We're looking to start a code-review process for a group of ~30 coders who are all relatively junior programmers.
What is your advice on how to train for code reviews? Are there code review pitfalls to be avoided? Essential things to look for?
We're looking to start a code-review process for a group of ~30 coders who are all relatively junior programmers.
What is your advice on how to train for code reviews? Are there code review pitfalls to be avoided? Essential things to look for?
Focus on the code, not the person. People will still take it personally, but it can be minimized if you help them realize why their approach has be changed for sake of maintenance and/or performance.
Use the sandwich principle: start with good things, address issues in the middle, end with good things.
Code-reviews are a form of reading. The more you do, the better you get. Encourage them to read each-other's code and mentor them to accept criticism without taking it personally.
You need to reward people in code review to prevent peers from "signing off" on each other's code and to encourage thorough review, for example keep a "ranking" which makes the person who finds the most bugs #1 on some large leaderboard. Incentivize what you measure.
Keep in mind that code review is often viewed as something questioning a developer's capability (by the developer whose code is reviewed). Because of this, to avoid personnel issues, review everybody's code, don't make "exceptions" because somebody is "senior". This would be detrimental anyways, because you want the juniors to learn from the seniors.
Number one thing is to convince them that it's not personal. You might have them start on reviewing for concrete problems like security issues (SQL injection is easy to spot and demonstrate). Once they get in the habit of performing code reviews you can add deviation from standards, etc..
The best way to learn to do code reviews is to sit in on code reviews with more experienced reviewers at the company. That way, the junior developer starts to learn what is expected during a code review (of both the reviewer and the reviewee) as well as the general tone of code reviews for your team/company. Another good way is to have your code review team review the junior developer's code (i.e. have them be a reviewee before they are a reviewer).

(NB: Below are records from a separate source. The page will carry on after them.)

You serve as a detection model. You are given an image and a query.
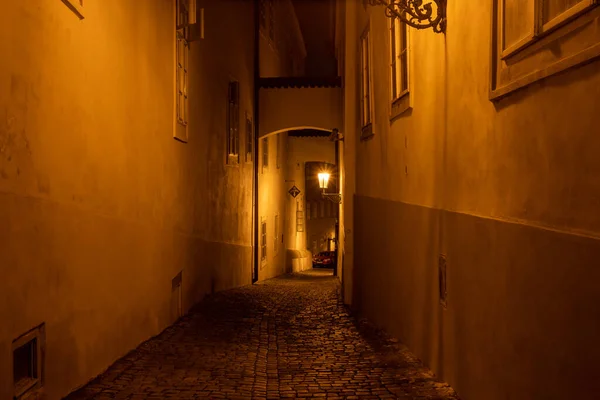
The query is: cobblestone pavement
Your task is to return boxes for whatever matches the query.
[67,270,458,400]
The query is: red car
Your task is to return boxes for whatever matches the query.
[313,251,335,267]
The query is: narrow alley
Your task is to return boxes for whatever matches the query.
[67,269,457,400]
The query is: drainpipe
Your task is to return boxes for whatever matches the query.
[252,0,260,283]
[333,138,340,276]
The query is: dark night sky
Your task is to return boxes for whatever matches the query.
[292,0,337,76]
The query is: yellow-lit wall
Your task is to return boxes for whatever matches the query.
[0,0,254,400]
[344,1,600,400]
[258,132,287,280]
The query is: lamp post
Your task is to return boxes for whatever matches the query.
[317,172,342,204]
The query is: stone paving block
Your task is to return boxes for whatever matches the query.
[66,270,458,400]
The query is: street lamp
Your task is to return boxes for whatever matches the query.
[317,172,342,204]
[369,0,447,33]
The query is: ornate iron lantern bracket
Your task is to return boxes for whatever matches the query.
[369,0,447,33]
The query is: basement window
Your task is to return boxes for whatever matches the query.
[62,0,84,19]
[12,325,44,400]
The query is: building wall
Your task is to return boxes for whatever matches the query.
[344,2,600,400]
[259,0,306,78]
[0,0,254,399]
[259,87,343,136]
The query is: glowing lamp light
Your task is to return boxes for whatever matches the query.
[318,172,329,189]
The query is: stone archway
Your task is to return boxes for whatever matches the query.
[258,78,343,137]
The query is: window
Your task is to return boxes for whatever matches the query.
[389,17,410,118]
[12,324,45,399]
[296,211,308,232]
[360,27,373,138]
[246,113,254,162]
[273,214,279,253]
[275,133,281,169]
[175,0,190,142]
[490,0,600,99]
[262,137,269,172]
[268,0,275,42]
[260,220,267,261]
[227,81,240,164]
[259,0,267,31]
[62,0,84,19]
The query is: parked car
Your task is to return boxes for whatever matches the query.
[313,251,335,267]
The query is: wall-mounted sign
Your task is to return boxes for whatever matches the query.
[288,185,300,198]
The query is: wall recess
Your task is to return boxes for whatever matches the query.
[61,0,85,19]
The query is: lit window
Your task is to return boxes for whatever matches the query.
[360,28,373,138]
[227,81,240,164]
[262,137,269,172]
[275,133,281,169]
[296,211,308,232]
[268,0,275,41]
[260,220,267,261]
[62,0,84,19]
[175,0,190,142]
[390,17,408,102]
[491,0,600,99]
[260,0,267,31]
[273,214,279,253]
[246,114,254,162]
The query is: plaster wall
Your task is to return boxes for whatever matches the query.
[259,0,306,78]
[344,1,600,400]
[0,0,254,400]
[258,132,288,280]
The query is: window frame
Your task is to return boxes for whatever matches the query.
[62,0,85,19]
[245,112,254,163]
[261,136,269,174]
[273,213,279,254]
[359,24,374,140]
[260,218,267,263]
[226,79,240,165]
[173,0,190,143]
[489,0,600,101]
[267,0,275,42]
[388,17,412,120]
[275,132,281,169]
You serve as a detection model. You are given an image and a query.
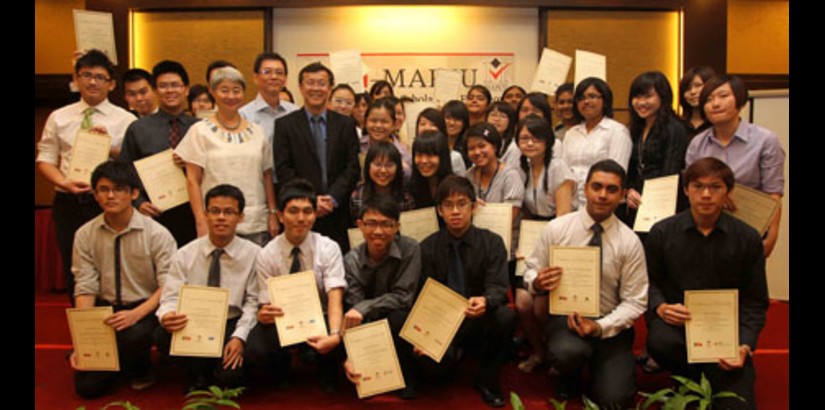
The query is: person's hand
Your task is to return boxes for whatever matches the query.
[307,335,341,354]
[344,308,364,329]
[719,345,751,372]
[223,337,243,370]
[160,312,189,333]
[533,266,564,291]
[464,296,487,318]
[627,188,642,209]
[258,304,284,324]
[103,309,142,332]
[656,303,690,326]
[138,201,163,218]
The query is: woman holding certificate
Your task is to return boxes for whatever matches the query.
[175,67,278,246]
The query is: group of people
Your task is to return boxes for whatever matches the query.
[36,50,785,408]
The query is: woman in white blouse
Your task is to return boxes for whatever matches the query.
[175,67,278,246]
[562,77,633,206]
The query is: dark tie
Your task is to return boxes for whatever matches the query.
[289,246,301,273]
[206,248,225,288]
[115,235,123,306]
[311,115,327,193]
[447,242,467,296]
[169,117,180,148]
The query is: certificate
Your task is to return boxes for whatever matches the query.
[169,285,229,357]
[530,48,573,95]
[329,49,364,94]
[473,203,513,258]
[398,207,438,243]
[66,306,120,372]
[725,184,779,235]
[575,50,607,85]
[685,289,739,363]
[72,9,117,65]
[135,148,189,211]
[400,278,469,363]
[432,68,461,104]
[66,130,112,184]
[344,319,405,399]
[633,174,679,232]
[266,270,327,347]
[516,219,548,276]
[550,246,601,317]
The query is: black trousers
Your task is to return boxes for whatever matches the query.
[647,316,756,409]
[74,302,162,399]
[52,192,102,306]
[545,315,636,408]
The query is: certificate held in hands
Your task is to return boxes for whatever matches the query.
[550,246,601,317]
[169,285,229,357]
[266,270,327,347]
[66,306,120,372]
[400,278,469,363]
[685,289,739,363]
[344,319,405,399]
[135,148,189,211]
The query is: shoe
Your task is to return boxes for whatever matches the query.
[518,354,544,373]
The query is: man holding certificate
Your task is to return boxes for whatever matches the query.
[120,60,198,247]
[157,184,260,390]
[35,50,135,303]
[344,194,421,399]
[70,161,176,398]
[249,178,347,393]
[524,159,648,408]
[646,157,768,409]
[416,175,516,407]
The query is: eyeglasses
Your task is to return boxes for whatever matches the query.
[206,208,240,216]
[80,71,111,83]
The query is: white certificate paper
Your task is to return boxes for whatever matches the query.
[134,148,189,211]
[575,50,607,85]
[530,48,573,95]
[550,246,601,317]
[633,174,679,232]
[685,289,739,363]
[72,9,117,65]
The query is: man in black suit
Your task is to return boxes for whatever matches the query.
[272,62,361,253]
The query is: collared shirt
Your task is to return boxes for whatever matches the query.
[156,235,261,342]
[645,210,768,350]
[344,235,421,320]
[562,117,633,205]
[685,120,785,195]
[255,232,347,310]
[118,110,200,207]
[524,209,648,339]
[418,225,510,310]
[35,99,137,192]
[72,209,177,304]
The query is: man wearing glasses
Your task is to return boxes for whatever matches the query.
[35,50,135,303]
[120,60,198,247]
[70,161,176,399]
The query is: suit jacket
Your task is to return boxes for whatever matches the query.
[272,108,361,253]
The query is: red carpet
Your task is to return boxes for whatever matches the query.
[34,294,789,410]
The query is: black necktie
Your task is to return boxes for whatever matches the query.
[206,248,225,288]
[289,246,301,273]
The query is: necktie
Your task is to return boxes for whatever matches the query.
[80,107,97,130]
[312,115,327,192]
[169,117,180,148]
[206,248,225,288]
[289,246,301,273]
[115,235,123,306]
[447,242,467,296]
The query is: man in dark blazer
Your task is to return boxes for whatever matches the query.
[272,62,361,253]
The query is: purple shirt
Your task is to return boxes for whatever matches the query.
[685,120,785,195]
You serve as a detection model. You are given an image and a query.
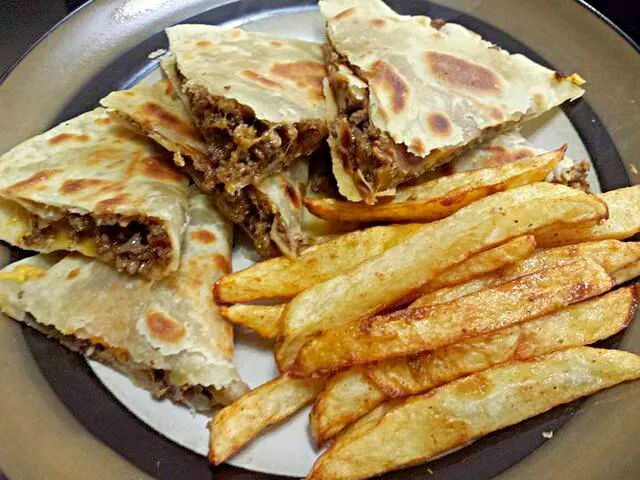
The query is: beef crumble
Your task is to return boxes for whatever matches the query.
[23,213,172,275]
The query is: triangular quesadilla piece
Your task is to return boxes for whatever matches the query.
[167,25,327,193]
[101,77,309,257]
[0,108,189,278]
[0,189,246,411]
[320,0,584,203]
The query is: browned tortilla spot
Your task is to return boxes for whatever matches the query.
[425,52,502,94]
[283,183,301,208]
[145,311,187,343]
[427,112,453,137]
[240,70,282,90]
[371,60,409,113]
[333,7,356,20]
[9,168,62,190]
[140,102,200,140]
[49,133,89,145]
[67,268,80,280]
[189,230,216,244]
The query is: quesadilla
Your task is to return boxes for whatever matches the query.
[320,0,584,204]
[0,189,246,411]
[101,79,309,258]
[0,108,189,278]
[167,25,327,194]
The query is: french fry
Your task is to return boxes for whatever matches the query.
[307,347,640,480]
[411,240,640,307]
[305,150,566,223]
[311,287,637,445]
[289,259,613,377]
[209,375,324,465]
[220,304,284,340]
[220,235,536,339]
[214,224,423,303]
[276,183,607,371]
[536,185,640,247]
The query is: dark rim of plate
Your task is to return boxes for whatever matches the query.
[11,0,640,480]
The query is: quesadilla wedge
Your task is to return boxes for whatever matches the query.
[167,25,327,193]
[0,108,189,278]
[101,79,309,258]
[320,0,584,204]
[0,189,246,411]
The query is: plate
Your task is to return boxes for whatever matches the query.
[0,0,640,479]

If you have no review process in place and you are trying to build one from scratch, I would recommend you get a small group of your most senior developers (maybe 4 or 5) and do a code review on some of your code. Make it clear that you expect the reviewers to be prepared (don't just show up -- they should be expected to have read and understand the code in question beforehand and come with good and relevant questions and comments). Then, once you have that in place, slowly integrate your more junior developers.
Make certain to have a coding standard that every understands, as that will help when reviewing code.
Also, it helps if you have some source code that follows all the best practices that they can look at, as an example of what code should look like.
just a few thoughts...
I would advocate getting the Free book that Smart Bear publishes on Peer Code Review. The book is a gem and has a ton of good information on starting a code review process.
Some of the stuff touched on is:
I am in no way affiliated with Smart Bear or it's affiliates in any way... It really is a good book!
Do you mean that in the group of 30, there is not a single experienced programmer? It must be a very special group! A school maybe?
If it is a private company, I suggest reviewing not the code, but their employment policy ;-)
The coding advices are all over the place, in the best-practices and so on.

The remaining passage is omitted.